O BOM SENSO OU A RAZÃO.

René Descartes viveu na idade média, portanto acostumado à autoridade eclesiástica. Possuidor de um espírito inquieto entregou-se a pesquisa das coisas existentes no mundo de sua época, rejeitando as percepções dos sentidos e acaba por escrever uma obra[1] não doutrinária que tenta provar que o conhecimento só pode ser encontrado pelo uso da razão.

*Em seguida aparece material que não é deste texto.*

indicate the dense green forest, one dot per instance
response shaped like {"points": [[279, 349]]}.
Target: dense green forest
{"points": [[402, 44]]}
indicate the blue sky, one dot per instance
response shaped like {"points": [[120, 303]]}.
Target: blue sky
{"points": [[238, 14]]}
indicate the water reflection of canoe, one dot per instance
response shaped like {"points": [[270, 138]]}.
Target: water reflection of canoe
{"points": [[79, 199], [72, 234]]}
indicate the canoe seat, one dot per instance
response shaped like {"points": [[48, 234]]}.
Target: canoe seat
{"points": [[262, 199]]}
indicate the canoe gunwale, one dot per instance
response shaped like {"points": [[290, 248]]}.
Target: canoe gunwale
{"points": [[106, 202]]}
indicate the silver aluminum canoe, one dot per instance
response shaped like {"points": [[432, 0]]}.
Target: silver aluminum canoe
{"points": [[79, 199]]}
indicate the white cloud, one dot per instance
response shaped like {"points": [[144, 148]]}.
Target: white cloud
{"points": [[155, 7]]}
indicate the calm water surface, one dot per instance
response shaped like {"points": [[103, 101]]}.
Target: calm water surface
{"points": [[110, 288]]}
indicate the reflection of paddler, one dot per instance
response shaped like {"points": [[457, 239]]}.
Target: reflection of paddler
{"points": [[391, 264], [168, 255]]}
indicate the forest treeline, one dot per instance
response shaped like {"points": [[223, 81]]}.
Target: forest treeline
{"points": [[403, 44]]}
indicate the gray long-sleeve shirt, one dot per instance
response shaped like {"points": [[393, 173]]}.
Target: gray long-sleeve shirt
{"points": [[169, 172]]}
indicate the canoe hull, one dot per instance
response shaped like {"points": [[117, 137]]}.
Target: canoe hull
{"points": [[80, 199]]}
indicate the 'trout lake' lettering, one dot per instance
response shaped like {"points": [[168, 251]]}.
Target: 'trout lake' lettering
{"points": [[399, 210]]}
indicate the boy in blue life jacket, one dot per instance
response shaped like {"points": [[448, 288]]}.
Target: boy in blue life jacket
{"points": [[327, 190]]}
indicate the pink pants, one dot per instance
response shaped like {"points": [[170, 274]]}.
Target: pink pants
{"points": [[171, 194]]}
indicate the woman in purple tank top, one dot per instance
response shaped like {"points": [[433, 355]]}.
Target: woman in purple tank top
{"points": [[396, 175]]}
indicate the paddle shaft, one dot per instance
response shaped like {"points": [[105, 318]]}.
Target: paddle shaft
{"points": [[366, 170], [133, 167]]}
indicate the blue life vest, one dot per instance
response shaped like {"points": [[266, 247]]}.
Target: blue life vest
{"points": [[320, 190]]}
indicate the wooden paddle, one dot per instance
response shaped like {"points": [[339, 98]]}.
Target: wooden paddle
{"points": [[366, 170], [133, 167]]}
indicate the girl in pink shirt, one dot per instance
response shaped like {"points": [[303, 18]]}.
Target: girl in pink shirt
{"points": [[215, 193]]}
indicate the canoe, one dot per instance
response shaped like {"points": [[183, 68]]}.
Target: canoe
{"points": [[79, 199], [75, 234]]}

Ora, ao empregar o método de Descartes, imagina-se a possibilidade de viver em um mundo perfeito. Um mundo desenvolvido, ao ponto da humanidade não se prostrar frente às opiniões pré-concebidas e geradas em função da aplicação de suas diferenças políticas, sexo e cor.

Este mundo possível e ao mesmo tempo, distante e utópico, mostra-se na prancheta de trabalho do filósofo, como o resultado da aplicação da razão, sobre o pensamento do homem, resultando no desenvolvimento e no progresso da humanidade.

Contudo, apesar de se tratar de um processo eficiente, mais à vista do homem contemporâneo do que, àquele que vivia na idade média, parece-me que a intenção de Descartes, em imprimir a obra em francês, para chegar a todo e qualquer homem, alcançando assim o senso comum, não foi atingido nem mesmo nos dias de hoje.

Quantas guerras, embates, massacres religiosos, divergências políticas e sociais, não se teria evitado ao longo da história da civilização, se a prática da investigação científica, caracterizada pelo uso do bom senso ou da razão, tivesse sido o procedimento normalmente adotado.

Todavia, na ciência, este método resultou em boas conquistas: a medicina, a física e a matemática, áreas de contribuição também de Descartes, experimentadas por métodos empíricos e de investigação racional, trouxeram benefícios inigualáveis à humanidade.

Porém, no campo dos relacionamentos sociais, as opiniões e preconceitos ainda fazem vítimas. Enquanto o homem não absorver a postura racional em seu comportamento, resta-nos à aplicação das leis, como método de minimizar os conflitos, enquanto se pensa em um ideal maior, que é a educação, a cultura, enfim, a instrução de todo e qualquer homem, com base, e, neste caso específico, nas idéias e nos pensamentos do pai da filosofia moderna.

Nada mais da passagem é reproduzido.